Key Configuration Properties
NCSX-1
NCSX-2
MHH2-8
MHH2-16
Plasma aspect ratio, Ap = <R>/<a>
4.50
4.50
2.70
3.75
Wall (plasma) surface area/<R>2
11.80
11.95
19.01
13.37
Min. plasma-coil separation ratio, <R>/Dmin
5.90
6.88
4.91
5.52
Min. coil-coil separation ratio, <R>/(c-c)min
10.07
9.38
7.63
13.27
Total coil length/<R>
89.7
88.3
44.1
64.6
Bmax,coil/<Baxis> for 0.4-m x 0.4-m coil pack
2.10
1.84
3.88
2.77

Jim reported that in his 1-D POPCON calculations, he found and corrected an error in the helium calculation, which affected the nDT/ne and Pfusion. This corrected the concern that tHe/te is too low.
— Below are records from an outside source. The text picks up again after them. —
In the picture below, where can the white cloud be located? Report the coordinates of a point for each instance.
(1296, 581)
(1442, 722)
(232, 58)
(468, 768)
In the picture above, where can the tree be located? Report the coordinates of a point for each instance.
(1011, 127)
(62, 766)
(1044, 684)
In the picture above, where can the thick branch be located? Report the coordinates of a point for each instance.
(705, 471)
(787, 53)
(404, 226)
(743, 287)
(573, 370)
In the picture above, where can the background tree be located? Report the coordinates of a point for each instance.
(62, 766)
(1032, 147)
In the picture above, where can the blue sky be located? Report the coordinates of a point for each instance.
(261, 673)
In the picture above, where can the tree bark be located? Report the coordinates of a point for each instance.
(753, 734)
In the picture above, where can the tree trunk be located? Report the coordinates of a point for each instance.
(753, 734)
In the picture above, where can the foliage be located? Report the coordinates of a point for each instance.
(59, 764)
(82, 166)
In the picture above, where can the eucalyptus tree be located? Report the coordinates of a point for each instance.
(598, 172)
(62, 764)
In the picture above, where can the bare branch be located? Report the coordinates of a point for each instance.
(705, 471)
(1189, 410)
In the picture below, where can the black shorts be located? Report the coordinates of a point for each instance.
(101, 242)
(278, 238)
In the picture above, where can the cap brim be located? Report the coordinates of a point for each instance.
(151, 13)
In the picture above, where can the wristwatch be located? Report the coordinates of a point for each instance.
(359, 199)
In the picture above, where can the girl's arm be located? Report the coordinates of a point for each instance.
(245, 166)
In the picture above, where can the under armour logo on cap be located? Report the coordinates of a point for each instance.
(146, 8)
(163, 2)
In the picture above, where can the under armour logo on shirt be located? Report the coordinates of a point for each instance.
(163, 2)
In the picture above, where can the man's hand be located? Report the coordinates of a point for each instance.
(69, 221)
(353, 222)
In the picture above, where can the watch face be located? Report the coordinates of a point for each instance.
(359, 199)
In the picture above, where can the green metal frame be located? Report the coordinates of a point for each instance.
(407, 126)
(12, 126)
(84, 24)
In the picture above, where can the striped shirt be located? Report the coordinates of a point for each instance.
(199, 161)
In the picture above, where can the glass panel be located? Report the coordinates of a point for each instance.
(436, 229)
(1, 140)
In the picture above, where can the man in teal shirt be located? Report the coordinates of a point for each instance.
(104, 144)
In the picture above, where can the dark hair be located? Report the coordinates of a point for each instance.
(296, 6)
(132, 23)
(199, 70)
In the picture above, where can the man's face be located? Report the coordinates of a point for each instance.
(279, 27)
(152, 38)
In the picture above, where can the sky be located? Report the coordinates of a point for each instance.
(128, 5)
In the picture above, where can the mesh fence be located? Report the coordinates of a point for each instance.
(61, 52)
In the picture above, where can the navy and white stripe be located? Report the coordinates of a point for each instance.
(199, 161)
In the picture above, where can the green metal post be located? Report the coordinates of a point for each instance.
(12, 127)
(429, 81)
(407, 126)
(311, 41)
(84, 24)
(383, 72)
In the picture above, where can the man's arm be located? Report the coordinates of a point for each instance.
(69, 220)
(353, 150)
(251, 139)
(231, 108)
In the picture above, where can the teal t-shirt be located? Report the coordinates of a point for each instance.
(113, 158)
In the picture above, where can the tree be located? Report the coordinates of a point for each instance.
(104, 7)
He is also updating the ISS-95 confinement scaling in the code.

Updated results from the code indicate the NCSX-1 values are limited to a neutron wall load of 5MW/m2. He presented the main parameters from the 0-D code for the four reactor configurations. He recommended the NCSX-1 for more detailed study.

Jim presented the key features of the LHD power plant study being conducted by Tom Dolan. It is based on the LHD plasma and coil configurations, with port maintenance. Tom is evaluating three blanket options:

  • RAFS and Flibe
  • V and lithium
  • SiC and LiPb

Tom is using Ron Miller’s cost algorithms plus some inputs from Les Waganer. The reactor is significantly larger than those being considered in ARIES-CS. The plasma major radius is 14.4 m, Baxis is 5.5 T, Pfusion is 4.5 GW, Pelectric is 1.94 GWe, <Pwall> is 2.1 MW/m2, and thermal conversion efficiency is 40%.